Lecture | Global Questions Seminar
Enlightenment, Empire and Fanaticism
- Date
- Thursday 2 May 2024
- Time
- Series
- Global Questions Seminar 2023-2024
- Location
-
Gravensteen
Pieterskerkhof 6
2311 SR Leiden - Room
- 0.11
Abstract
During the enlightenment era serious attempts were made to abolish empire. At the same time what at the time were called free states, which we now call democracies, were in crisis to the point of becoming endangered species. Republics especially were in decline and the alternatives, the free state of Britain, was accused of fostering corrupt forms of empire and fanaticism. What happened at the end of enlightenment surprised everyone and the consequences have significant implications still, especially for what we understand to be global history.
About the speaker
Richard Whatmore is Professor of Modern History at the University of St Andrews and Co-Director of the St Andrews Institute of Intellectual History.
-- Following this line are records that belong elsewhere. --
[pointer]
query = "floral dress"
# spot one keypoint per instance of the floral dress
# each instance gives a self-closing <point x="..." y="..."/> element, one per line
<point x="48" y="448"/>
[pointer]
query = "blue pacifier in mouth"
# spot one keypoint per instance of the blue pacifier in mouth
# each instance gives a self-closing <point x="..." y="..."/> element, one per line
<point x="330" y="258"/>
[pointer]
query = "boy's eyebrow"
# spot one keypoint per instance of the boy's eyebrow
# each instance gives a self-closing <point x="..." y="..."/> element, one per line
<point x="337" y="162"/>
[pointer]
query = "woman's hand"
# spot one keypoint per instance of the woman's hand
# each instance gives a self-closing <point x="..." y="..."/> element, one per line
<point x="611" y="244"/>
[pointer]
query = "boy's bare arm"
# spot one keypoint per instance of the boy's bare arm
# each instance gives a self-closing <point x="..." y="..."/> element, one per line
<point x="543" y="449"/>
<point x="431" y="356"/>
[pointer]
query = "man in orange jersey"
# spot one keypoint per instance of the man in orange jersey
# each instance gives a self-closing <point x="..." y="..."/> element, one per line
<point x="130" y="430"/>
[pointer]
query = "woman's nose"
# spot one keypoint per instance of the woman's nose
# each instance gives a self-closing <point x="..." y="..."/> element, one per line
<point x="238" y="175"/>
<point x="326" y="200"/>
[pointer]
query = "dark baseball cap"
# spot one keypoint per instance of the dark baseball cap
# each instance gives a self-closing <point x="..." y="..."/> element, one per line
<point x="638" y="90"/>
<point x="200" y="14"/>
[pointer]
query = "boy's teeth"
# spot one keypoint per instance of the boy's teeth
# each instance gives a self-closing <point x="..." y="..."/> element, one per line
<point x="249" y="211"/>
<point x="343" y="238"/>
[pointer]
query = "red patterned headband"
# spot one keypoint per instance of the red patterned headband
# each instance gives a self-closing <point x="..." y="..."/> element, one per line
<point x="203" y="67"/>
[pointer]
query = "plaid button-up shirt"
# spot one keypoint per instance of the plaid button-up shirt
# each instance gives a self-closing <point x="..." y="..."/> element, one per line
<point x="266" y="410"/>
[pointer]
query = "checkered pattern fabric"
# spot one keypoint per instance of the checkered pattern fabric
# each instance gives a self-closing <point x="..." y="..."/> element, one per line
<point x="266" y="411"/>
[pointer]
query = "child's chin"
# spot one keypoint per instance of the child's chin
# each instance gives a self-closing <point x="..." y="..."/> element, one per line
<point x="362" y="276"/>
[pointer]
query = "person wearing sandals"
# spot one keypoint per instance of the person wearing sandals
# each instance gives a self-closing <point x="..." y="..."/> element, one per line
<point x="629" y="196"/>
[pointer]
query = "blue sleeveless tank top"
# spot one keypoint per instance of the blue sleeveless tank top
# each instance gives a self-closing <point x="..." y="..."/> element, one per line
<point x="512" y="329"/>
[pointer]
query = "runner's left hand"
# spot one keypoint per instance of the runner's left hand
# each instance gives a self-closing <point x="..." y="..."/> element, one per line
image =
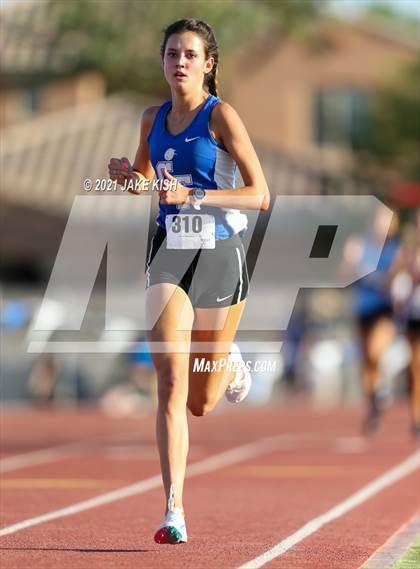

He is the author of Republicanism and the French Revolution (Oxford, 2000), Against War and Empire (Yale, 2012), What is Intellectual History? (Polity, 2015), Terrorists, Anarchists and Republicans (Princeton, 2019), The History of Political Thought. A Very Short Introduction (Oxford, 2021) and The End of Enlightenment (Penguin, 2023).
Global Questions Seminar
The motto of the Institute for History’s research programme is ‘Global Questions, Local Sources’. Across all areas and time periods, researchers of the Institute focus on important processes such as migration, colonialism, urbanization, and identity formation.
The ‘Global Questions Seminar’, for which we invite distinguished international colleagues to discuss the interplay between global and local issues from the past, brings all staff members of the Institute for History together.